もちろん、余力のある限り私もご協力いたしますよ。

2010年8月1日日曜日

終わりに

これまで「音のリクツ」を愛読して頂きありがとうございました。これにて、私が書きたかった内容は終わりです。

実際書いてみて、まだまだ説明が足りないところとか、文章が今ひとつ良くないところとか、たくさん心残りはあります。記事自体はネット上に残るわけですから、気がついたときに内容を少しずつ修正していきます。それから、なるべく図をたくさん入れるつもりでしたが、ちょっと面倒になって結局字が多くなってしまいました。これも、暇を見つけて図を足していこうかなと考えています。
そんなわけですので、一応終わりますが、まだまだ内容は修正していきます。今後もご意見ご要望がありましたら、何なりとご連絡頂きたいと思います。

私自身、音についてまだまだよく知らないことが多いですし、音声については研究も盛んですから、これから新しい事実がさらに出てくることでしょう。
一般の人が思っているほど、音声に関してはリクツが明瞭になっているわけではないのです。人の話した言葉をコンピュータが理解する(音声認識)という研究では、まだまだ人の理解力よりコンピュータの方が断然劣ります。
音楽を認識させようとしても、複数の音のピッチを取り出すこともコンピュータではまだ上手くできません。意外と基礎的なことも、まだ技術的には出来ていないことは多いのです。
まだまだ、音には私たちの理解出来ていない領域があります。そういう事実がこれからどんどん明らかにされるのを私は楽しみにしています。こういった情報も必要あれば、また追記したいと思います。

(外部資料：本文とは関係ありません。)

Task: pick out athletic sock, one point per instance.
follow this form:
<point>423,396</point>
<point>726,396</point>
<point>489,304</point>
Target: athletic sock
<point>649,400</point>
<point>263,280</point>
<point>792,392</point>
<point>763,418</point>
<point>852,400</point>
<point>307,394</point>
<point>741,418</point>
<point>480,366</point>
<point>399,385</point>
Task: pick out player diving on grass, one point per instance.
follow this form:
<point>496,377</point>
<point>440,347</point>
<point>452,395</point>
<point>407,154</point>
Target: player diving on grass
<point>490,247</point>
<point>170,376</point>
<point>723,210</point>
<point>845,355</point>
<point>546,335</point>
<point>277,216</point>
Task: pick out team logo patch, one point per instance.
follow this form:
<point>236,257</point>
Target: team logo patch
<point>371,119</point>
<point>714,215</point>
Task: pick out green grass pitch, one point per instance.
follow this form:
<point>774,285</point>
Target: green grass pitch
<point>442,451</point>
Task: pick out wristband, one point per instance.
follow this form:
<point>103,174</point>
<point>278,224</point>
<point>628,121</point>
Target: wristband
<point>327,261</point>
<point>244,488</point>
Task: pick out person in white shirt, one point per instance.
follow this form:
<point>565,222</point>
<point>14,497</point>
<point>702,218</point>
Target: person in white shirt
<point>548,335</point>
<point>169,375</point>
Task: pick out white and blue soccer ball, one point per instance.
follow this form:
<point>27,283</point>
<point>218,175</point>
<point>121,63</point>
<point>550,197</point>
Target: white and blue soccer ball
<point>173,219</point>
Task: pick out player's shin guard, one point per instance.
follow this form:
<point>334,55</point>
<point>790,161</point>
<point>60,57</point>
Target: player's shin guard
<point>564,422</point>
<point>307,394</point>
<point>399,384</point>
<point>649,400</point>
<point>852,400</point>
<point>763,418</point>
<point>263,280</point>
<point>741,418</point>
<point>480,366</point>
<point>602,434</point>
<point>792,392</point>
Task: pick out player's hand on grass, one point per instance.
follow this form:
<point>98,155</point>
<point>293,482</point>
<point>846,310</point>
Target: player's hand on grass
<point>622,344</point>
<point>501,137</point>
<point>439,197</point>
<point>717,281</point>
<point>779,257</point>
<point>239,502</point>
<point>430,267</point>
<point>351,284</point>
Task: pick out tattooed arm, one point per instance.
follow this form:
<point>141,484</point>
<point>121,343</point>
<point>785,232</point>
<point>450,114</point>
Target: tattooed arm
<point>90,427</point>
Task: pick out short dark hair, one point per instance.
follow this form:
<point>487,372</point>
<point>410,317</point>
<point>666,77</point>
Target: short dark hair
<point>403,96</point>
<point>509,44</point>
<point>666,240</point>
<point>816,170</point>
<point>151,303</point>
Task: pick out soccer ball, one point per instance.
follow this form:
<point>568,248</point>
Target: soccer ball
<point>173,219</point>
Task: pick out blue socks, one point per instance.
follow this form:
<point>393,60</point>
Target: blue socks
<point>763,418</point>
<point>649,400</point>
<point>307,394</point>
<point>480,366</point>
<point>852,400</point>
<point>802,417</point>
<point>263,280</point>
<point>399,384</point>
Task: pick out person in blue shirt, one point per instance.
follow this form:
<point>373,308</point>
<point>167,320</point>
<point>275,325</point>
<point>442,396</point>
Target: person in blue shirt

今まで書いた内容が皆様の音楽活動にプラスになることがあれば大変嬉しく思います。リクツを駆使して、良い音楽を奏でてください!

35.データの圧縮

同じように音声データを聴けるのなら、データ量は少ない方がダウンロードの時間も少なくても済むし、パソコンでコピーの時間も少なくて済むし、メモリの容量も食わなくて済みます。
特に動画、音声のデータは大きくなりがちなので、一般的にはこれらのデータは圧縮されることが多いのです。

これまで説明してきた音のデジタル化は全く圧縮されていない方法です。CDはこの方法です。これをそのままコンピュータのファイルにすると、WAVという形式になります。
圧縮したデータのファイルとしては、MP3AACWMV等があります。これらは非可逆変換といって、一度圧縮されたデータを元に戻すことは出来ません。
元に戻せない圧縮なんてアリなの、と驚く方もいるでしょう。音声の場合、人間の耳の特性を利用すると、元に戻せなくても(つまり情報を削っても)ほとんど違いが分からないくらいに音を再生することが出来ます。そうすることによって、データのサイズは1/10程度まで減らすことが可能なのです。

では、どうやって音声データを圧縮しているのでしょうか?
一つは、ラウドネスカーブを利用しています。「22.音の大きさ」でも書いたように、周波数の低いところと高いところではレベルが低いと人の耳には聞こえなくなります。この辺のデータを間引きます。聞こえないなら消しちゃえ、ということ。
もう一つは、マスキング効果を利用します。人間は同じ周波数くらいで鳴っている複数の音のうち、音量の大きいほうを聞くという特性があります。これを利用すると、大きな音の周波数周辺のデータを少しくらい削っても、人間は気付くことが出来ません。
とはいえ、圧縮の比率を大きくしていくと、やはり音はだんだん悪くなっていきます。WAVのままが一番良い状態です。自分で録音したデータを後で加工するつもりなら、保存用には非圧縮の状態で取っておくことをお勧めします。